If you own a large, historic home, you probably cringe each time you get your heating bill. These types of homes are never cheap to heat, which is one reason why many great and beautiful homes remain vacant. Fortunately, new insulation and energy-efficient technology has made it possible for millions to lower their heating bills. Unfortunately, most methods that make other homes more energy efficient are not feasible or desirable for an older home. For example, vinyl replacement windows will lower your heating bill, but would you remove your historic leaded windows to put them in? Absolutely not!
However, not all hope is lost. There are some things you can do to make a historic home more energy efficient without destroying its integrity. Following are three options for doing just that.

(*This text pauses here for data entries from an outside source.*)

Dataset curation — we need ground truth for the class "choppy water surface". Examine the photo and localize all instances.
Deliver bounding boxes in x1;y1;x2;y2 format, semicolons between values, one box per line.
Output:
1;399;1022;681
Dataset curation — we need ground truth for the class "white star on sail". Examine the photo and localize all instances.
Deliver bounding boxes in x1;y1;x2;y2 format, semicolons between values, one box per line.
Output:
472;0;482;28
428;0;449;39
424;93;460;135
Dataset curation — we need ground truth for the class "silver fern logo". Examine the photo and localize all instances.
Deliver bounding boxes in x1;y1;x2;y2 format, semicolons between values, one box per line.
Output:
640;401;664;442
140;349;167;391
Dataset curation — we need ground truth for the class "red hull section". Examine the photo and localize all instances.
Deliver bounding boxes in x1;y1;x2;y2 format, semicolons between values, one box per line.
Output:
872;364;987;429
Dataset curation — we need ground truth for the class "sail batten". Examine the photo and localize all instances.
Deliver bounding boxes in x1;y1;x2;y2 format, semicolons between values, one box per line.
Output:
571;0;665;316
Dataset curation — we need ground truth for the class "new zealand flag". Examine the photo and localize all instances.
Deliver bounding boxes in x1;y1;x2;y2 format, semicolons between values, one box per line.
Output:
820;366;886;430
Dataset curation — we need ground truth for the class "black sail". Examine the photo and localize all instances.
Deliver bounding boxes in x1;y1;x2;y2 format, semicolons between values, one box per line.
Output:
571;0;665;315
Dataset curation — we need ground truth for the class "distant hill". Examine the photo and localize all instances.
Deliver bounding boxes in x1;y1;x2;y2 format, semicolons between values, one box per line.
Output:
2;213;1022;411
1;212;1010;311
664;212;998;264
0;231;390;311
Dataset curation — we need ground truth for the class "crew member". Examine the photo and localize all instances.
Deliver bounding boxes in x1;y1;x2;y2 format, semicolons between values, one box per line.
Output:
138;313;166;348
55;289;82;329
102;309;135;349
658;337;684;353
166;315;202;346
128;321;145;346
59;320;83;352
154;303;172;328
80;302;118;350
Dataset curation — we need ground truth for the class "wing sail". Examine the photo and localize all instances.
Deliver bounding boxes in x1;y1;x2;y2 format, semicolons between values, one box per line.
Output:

You can improve the energy efficiency of your home by sealing gaps and cracks that allow cold air to seep in. In older homes, cold air commonly creeps in around windows and door frames, via the crawlspace and attic, and anywhere that modern upgrades required changes to the original structure. To get rid of these cracks, it's important to have your home audited for energy efficiency so you will know exactly where your problem areas are. Then, you can seal these areas with caulking or another type of sealant.
It may be difficult to add fiberglass insulation to your home simply because walls were made differently back in the day. Your home might also have other components, such as knob and tube wiring that do not mix well with modern insulation. However, there are insulation options that work well in older homes. For example, blown-in insulation can be placed in your walls via several small holes, which will be patched after the job is complete. If you do decide to insulate, be sure to hire a contractor that specializes in historic homes. They will know what options are best for your home and which ones to avoid.
If your goal is to preserve the historical integrity of your home, you never want to remove the original windows and replace them with modern ones. Fortunately, old wooden windows can almost always be repaired, which means you can lower your heating bill simply by having your windows repaired and restored by a contractor who knows what they're doing. Weatherization is also an option with older windows.
As you can see, there are several ways you can make your old house more energy efficient without jeopardizing its historic integrity. You don't have to remove the old and replace it with new to lower your heating bill. Older homes can be both energy efficient and historically accurate at the same time.